Law panel wants abolition of death penalty with exception in terror cases

Three members of the commission submit dissenting note

GN Bureau | September 1, 2015



The law commission of India has recommended that the death penalty be abolished for all crimes other than terrorism-related offences and waging war against the country.

See full report here


In its report, submitted to the government by commission chairman and former Delhi High Court Chief Justice A P Shah, the 10-member panel concluded that while death penalty does not serve the goal of deterrence any more than life imprisonment, concern is often raised that abolition of capital punishment for terror-related offences and waging war will affect national security.

READ: Beyond life and death

However, three members of the commission including two representing the Ministry of Law and Justice — Law Secretary P K Malhotra and Legislative Secretary Sanjay Singh — submitted dissent notes against the recommendation to abolish death penalty.
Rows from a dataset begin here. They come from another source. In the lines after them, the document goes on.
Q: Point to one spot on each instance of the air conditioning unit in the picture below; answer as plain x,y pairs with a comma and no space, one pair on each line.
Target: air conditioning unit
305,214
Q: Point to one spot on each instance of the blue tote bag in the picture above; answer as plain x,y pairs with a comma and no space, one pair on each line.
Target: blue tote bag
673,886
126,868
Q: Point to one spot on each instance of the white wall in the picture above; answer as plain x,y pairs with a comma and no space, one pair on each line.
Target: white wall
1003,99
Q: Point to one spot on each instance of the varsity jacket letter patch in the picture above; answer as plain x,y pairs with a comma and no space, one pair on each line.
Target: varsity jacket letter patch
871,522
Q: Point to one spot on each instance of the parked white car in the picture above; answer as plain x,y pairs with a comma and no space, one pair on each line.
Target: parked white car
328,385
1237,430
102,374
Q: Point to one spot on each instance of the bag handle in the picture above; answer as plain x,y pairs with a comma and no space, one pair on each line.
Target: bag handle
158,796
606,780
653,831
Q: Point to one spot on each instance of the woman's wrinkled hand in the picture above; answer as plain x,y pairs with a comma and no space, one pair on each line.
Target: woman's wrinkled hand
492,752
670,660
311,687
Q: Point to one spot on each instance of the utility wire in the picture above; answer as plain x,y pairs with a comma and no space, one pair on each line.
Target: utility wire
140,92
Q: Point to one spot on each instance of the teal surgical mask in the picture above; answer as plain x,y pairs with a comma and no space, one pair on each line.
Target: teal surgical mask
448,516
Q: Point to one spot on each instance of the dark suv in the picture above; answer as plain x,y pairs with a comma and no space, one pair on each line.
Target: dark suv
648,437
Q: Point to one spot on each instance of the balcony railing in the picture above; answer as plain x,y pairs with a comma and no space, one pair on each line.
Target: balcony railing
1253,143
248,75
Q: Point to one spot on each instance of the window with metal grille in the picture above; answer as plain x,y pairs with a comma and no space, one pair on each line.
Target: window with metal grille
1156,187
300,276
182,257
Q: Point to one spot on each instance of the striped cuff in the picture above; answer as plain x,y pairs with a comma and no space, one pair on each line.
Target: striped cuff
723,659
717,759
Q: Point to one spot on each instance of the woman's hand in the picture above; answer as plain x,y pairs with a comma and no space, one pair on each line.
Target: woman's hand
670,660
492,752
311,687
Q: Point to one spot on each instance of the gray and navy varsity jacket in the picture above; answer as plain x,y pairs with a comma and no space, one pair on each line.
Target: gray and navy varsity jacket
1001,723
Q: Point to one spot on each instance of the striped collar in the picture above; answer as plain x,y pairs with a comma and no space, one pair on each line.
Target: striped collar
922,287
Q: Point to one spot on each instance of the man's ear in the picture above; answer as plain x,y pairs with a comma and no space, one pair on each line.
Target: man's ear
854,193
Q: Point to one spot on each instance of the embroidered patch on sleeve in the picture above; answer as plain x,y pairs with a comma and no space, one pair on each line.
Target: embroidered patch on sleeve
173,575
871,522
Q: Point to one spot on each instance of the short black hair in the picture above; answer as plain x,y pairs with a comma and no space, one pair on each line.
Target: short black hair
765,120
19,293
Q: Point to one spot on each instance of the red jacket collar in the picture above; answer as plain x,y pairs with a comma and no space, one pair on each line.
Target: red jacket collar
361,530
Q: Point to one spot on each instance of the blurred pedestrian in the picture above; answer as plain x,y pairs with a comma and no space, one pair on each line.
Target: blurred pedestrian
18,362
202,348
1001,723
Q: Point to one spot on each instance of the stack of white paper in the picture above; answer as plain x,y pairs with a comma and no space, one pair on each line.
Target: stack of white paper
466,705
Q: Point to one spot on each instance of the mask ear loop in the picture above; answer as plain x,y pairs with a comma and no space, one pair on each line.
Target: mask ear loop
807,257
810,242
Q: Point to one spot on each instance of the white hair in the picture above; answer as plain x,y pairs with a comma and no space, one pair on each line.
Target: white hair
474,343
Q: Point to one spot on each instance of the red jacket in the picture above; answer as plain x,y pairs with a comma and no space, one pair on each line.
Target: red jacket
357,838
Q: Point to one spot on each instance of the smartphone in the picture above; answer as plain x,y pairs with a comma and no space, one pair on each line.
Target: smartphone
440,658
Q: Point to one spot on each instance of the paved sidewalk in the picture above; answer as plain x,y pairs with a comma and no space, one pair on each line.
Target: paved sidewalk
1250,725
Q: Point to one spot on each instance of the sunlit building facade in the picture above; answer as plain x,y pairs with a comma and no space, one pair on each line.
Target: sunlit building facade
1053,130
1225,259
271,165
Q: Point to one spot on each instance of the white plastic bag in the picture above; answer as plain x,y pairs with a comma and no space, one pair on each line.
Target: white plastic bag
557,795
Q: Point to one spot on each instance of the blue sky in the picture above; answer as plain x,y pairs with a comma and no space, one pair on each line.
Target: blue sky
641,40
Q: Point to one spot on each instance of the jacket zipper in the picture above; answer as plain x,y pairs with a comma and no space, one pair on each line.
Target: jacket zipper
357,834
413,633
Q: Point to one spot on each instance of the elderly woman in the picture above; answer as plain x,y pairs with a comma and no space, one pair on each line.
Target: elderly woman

The third dissent note was given by Law Commission member and former judge Usha Mehra who referred to the rights of “innocent victims”.

 “After many lengthy and detailed deliberations, it is the view of the Law Commission that the administration of death penalty, even within the restrictive environment of ‘rarest of rare’ doctrine, is constitutionally unsustainable. Continued administration of death penalty asks very difficult constitutional questions… these questions relate to the miscarriage of justice, errors, as well as the plight of the poor and disenfranchised in the criminal justice system,” the report stated.

The commission also questioned the mercy petition system, provided for under the Constitution, saying, “The exercise of mercy powers under Articles 72 and 161 have failed in acting as the final safeguard against miscarriage of justice in the imposition of the death sentence.”